A great Book Recommendation on this topic is: Exactly What to Say: The Magic Words for Influence and Impact, by Phil M. Jones

Keeping Management Motivated in “Slow” times

  1. Do a midyear analysis of their performance and their mindset.

  2. First, examine their operational performance. Use fresh, accurate data to compare results to expectations and set realistic expectations. Be sure to celebrate wins and close wins, not just identify problems/misses. Invite adjustments and rewrites to their operational plan, which they can make during the “pause” in slow times.
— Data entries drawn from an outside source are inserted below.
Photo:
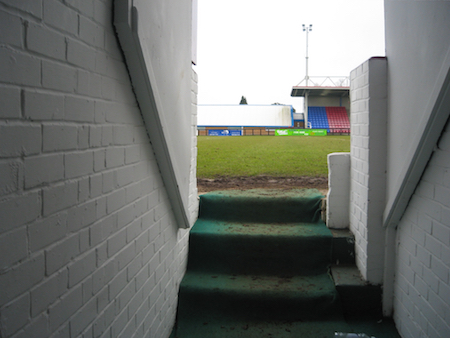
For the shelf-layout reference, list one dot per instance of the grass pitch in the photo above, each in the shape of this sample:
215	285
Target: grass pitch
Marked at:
267	155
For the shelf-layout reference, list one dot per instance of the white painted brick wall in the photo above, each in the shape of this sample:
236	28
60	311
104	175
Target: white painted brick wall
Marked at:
367	168
89	246
422	283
  3. Check-in with their “mindset” performance. Review and reaffirm their vision for themselves as leaders; assess their typical day’s performance (use a journaling exercise to review a good/bad day); and challenge managers to identify personal activities they need to take to maintain and strengthen their personal commitments during slow times.

  4. Give responsibility to managers to address the situation. Help them recognize the challenge of getting off-track/demotivated, then ask them to “step outside their own perspectives” and coach themselves. What advice would they give an agent in this situation? How does that translate to themselves? Manager, heal thyself!

  5. Hold learning webinars/sessions. Use “slow sales” times to create “fast learning” times. Read books together, take a refresher course, host a mastermind exchange, or engage colleagues across your network/industry. Learning something new unlocks ideas, energy and motivation.

  6. Review the production calendar for the rest of the year. Managers may need to adjust plans for budgets and goals when slow times cause them to review. For example, in an election year, we need to meet budgets before Halloween, when the election and holiday hesitations will begin earlier than a typical year.

  7. Create Sales Contests and manager competitions including incentives for their sales teams’ performance, their own recruiting/retention goals, or other milestones they can put the “slow time” to good use.